3 Der Fluss schwappt träge herum und hat Mundgeruch. Den hat er zu dieser Jahreszeit immer, weil der Wasserspiegel fällt und am Ufer einen Saum öligen Schlicks hinterlässt, der mit jeder Welle aufgewühlt wird, die sich zwischen den steinernen Kribben aus Wackersteinen bricht. Es ist kurz vor drei, die Morgenröte schickt einen schwachen Schein über den Horizont, bald bricht schon wieder der Tag an, dabei ist es in der Nacht kaum abgekühlt.
    Steffen und ich stehen beide auf der falschen Seite des Brückengeländers. Ich habe Höhenangst.
    Hinter uns, auf der anderen Seite des Geländers, steht Rieke und schreit.
    Steffen schaut mich an, er sagt: »Scheiß drauf« und springt dann.
    Ich springe auch. Irgendwie bin ich ihm das schuldig. Oder Rieke. Oder mir.
    Ich will mich aber nicht umbringen, das will bloß Steffen.
    Ich dagegen habe keine Ahnung, was ich hier gerade mache.
    Immerhin habe ich keine Höhenangst mehr.

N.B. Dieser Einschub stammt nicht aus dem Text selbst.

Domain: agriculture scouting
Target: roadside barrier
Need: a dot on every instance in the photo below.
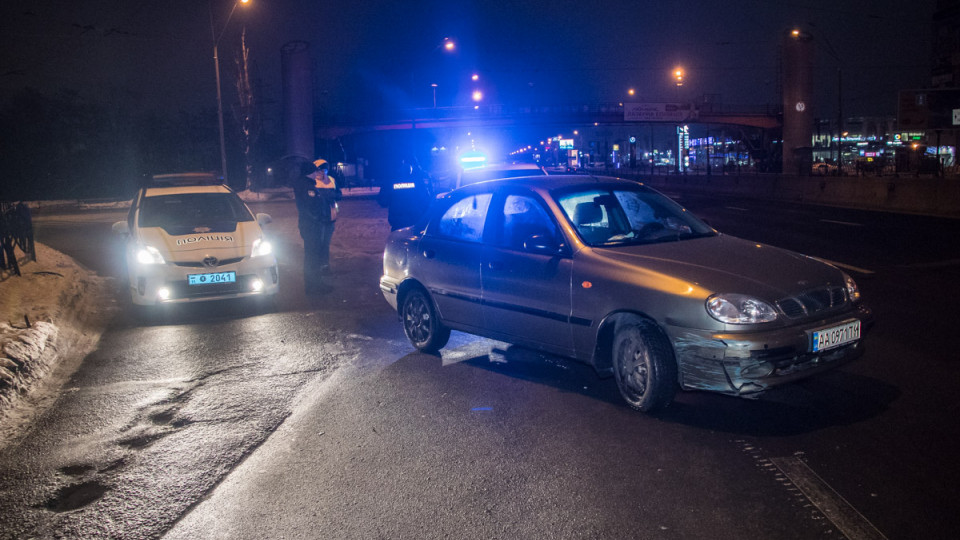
(16, 231)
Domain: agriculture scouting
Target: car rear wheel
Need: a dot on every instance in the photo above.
(644, 366)
(421, 324)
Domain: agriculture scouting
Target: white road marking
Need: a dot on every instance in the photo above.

    Die Chancen stehen nicht schlecht. Den Aufprall auf das Wasser überlebt man sicher, aber dann wird man leicht von den Verwirbelungen an den Pfeilern heruntergezogen, habe ich gehört. Wenn man an diesen Strudeln unbeschadet vorbeikommt, kann man sich langsam mit der Strömung zum Ufer vorarbeiten, allerdings nur, wenn man vorher nicht von einem Schubverband erwischt wird. Es ist aber keiner zu sehen, außerdem ist einer von uns beiden Rettungsschwimmer. Das wird schon gutgehen, denke ich, während die dunkle Fläche näher kommt. Sie sieht schwarz und klebrig aus, wie Rübensirup.

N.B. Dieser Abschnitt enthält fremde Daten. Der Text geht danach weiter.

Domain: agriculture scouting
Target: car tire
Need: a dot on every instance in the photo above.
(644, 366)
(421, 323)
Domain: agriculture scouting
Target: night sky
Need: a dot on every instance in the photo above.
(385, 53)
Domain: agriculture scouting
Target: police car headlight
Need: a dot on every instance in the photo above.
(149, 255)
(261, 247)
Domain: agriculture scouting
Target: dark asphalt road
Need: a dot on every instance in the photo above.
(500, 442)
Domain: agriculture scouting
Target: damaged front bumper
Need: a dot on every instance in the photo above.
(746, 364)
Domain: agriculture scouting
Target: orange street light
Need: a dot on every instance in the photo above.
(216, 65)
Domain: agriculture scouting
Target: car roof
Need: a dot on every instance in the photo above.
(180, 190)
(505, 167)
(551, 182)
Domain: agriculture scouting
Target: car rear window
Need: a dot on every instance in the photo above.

    Rieke hatte angerufen: »Er will sich umbringen«, hat sie geschrien, und ich bin sofort losgefahren.
    »Sie hat Schluss gemacht«, setzte mich Steffen sofort ins Bild, und da stand er schon auf der falschen Seite des Geländers.
    Na endlich, denke ich und schäme mich nicht mal deswegen.
    Ich schaue hinunter zum Fluss. Von oben sieht es gar nicht so hoch aus.
    »Du bist Rettungsschwimmer, das überlebst du«, sage ich zu Steffen.
    »Darum geht es hier doch gar nicht«, meint Rieke.
    »Ich dachte, er will sich umbringen. Das sind aber höchstens zehn Meter.«
    »Es sind fünfzehn«, sagt Steffen.
    Er krallt sich ins Geländer und sieht ernsthaft verzweifelt aus. Rieke hat ihre Hände in seine Jacke gekrallt und sieht genauso verzweifelt aus.
    Ich stehe daneben und sehe allerhöchstens überfordert aus.
    Wahrscheinlich musste es so kommen. Für eine komplizierte Dreiecksgeschichte sind wir einfach nicht geschaffen. Rieke ist als Ilsa Lund schon ziemlich fehlbesetzt, aber ihr Freund als Victor László und ich in der Rolle des Rick Blaine liefern eine noch erbärmlichere Vorstellung ab.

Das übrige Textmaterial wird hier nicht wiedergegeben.